European Commission may need to revise the draft proposal to meet the concerns expressed by the Article 29 Working Party.
As we reported in a previous LawFlash (European Commission Releases Details of New EU-US Privacy Shield), on February 29, 2016, the European Commission published a draft adequacy decision to establish the EU-US Privacy Shield, the replacement for the invalidated Safe Harbor program that previously allowed transfers of personal data between the European Union and certified organizations in the United States.

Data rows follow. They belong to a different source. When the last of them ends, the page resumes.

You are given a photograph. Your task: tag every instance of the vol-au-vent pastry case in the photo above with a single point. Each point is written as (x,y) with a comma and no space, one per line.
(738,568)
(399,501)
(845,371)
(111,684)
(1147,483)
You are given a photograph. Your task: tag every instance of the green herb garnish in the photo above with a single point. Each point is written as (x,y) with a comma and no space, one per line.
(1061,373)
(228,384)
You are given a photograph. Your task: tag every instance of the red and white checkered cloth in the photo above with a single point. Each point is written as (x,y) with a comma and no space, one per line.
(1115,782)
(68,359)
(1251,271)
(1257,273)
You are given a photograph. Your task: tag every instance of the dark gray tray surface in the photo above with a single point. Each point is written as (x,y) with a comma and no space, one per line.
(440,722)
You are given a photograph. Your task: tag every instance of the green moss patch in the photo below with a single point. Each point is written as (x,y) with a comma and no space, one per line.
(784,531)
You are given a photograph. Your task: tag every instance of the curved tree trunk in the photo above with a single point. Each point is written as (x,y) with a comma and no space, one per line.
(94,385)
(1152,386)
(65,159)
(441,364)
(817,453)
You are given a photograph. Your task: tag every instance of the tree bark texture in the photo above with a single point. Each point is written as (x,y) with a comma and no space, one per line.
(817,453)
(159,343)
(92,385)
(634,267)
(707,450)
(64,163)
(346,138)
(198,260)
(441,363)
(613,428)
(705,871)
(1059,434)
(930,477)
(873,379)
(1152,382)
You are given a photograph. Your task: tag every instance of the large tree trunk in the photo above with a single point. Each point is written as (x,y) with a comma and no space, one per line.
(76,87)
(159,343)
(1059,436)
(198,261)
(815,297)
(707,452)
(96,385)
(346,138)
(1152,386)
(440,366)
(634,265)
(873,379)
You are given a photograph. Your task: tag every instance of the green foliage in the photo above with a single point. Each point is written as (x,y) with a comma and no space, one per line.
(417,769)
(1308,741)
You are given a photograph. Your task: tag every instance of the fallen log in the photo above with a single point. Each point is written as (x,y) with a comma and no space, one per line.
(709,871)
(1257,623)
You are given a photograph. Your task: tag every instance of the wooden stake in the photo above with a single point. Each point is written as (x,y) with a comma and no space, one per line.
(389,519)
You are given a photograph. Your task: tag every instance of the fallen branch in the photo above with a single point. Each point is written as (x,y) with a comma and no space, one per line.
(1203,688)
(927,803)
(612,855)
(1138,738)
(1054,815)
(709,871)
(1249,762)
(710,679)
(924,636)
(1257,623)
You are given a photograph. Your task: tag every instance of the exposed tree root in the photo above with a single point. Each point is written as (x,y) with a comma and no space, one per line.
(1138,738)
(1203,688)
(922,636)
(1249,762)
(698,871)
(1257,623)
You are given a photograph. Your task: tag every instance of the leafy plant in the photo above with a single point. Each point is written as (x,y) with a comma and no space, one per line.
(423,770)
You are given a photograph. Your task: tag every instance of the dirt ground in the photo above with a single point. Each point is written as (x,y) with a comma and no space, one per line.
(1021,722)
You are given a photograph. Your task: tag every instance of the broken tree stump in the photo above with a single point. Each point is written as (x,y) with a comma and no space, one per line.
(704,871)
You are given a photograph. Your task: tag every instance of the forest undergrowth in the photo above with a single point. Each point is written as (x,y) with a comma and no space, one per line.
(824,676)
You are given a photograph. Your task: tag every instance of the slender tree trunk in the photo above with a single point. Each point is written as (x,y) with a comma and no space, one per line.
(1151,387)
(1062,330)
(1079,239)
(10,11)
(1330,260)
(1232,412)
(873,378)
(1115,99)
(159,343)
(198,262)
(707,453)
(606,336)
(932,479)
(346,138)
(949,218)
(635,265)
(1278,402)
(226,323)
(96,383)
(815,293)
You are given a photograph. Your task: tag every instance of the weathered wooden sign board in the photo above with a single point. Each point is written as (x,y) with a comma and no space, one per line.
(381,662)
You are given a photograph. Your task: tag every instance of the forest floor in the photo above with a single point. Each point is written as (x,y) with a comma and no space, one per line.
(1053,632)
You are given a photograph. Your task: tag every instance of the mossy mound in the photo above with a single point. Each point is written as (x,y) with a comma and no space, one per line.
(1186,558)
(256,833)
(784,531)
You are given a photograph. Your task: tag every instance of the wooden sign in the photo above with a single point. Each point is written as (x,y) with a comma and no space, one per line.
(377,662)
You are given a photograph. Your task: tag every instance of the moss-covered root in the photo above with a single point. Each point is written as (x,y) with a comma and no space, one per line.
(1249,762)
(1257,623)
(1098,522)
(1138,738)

The publication of the draft adequacy decision was initially welcomed by the Article 29 Working Party, which advises the European Commission on data protection matters. Following a review of the documentation, the Article 29 Working Party has given its opinion on the draft EU-US Privacy Shield and expressed significant concerns that the draft proposal does not give enough protection to European citizens because “. . .massive and indiscriminate data collection is not fully excluded by the US authorities and. . .the powers and position of the Ombudsman have not been set out in more detail.” The Article 29 Working Party is concerned that a number of important data protection principles have not been expressly incorporated within the EU-US Privacy Shield, including the data protection limitation and purpose limitation principles. The Article 29 Working Party also identifies that there is no mechanism for updating the EU-US Privacy Shield once the General Data Protection Regulation comes into force, which is now likely to be mid-2018.
The Article 29 Working Party has not, however, rejected the proposal, but has instead requested that the European Commission clarifies the drafting of the proposal and resolves the outstanding concerns about adequately protecting personal data. Isabelle Falque-Pierrotin, chair of the Article 29 Working Party and head of France’s data protection authority, CNIL, recognized during a press conference that the EU-US Privacy Shield was a “great step forward” compared to the previous Safe Harbor program.
The European Commission is not bound by the Article 29 Working Party’s opinion and could still, therefore, formally adopt the draft adequacy decision notwithstanding the Article 29 Working Party’s concerns. A more likely outcome is that the European Commission will now revise its decision in order to address the Article 29 Working Party’s concerns. If so, this is likely to require further negotiations with the US authorities. Accordingly, it seems unlikely that the EU-US Privacy Shield will be adopted in June 2016 as originally anticipated.
In the meantime, companies should continue to rely on the Standard Contractual Clauses and Binding Corporate Rules for their EU-US data transfers.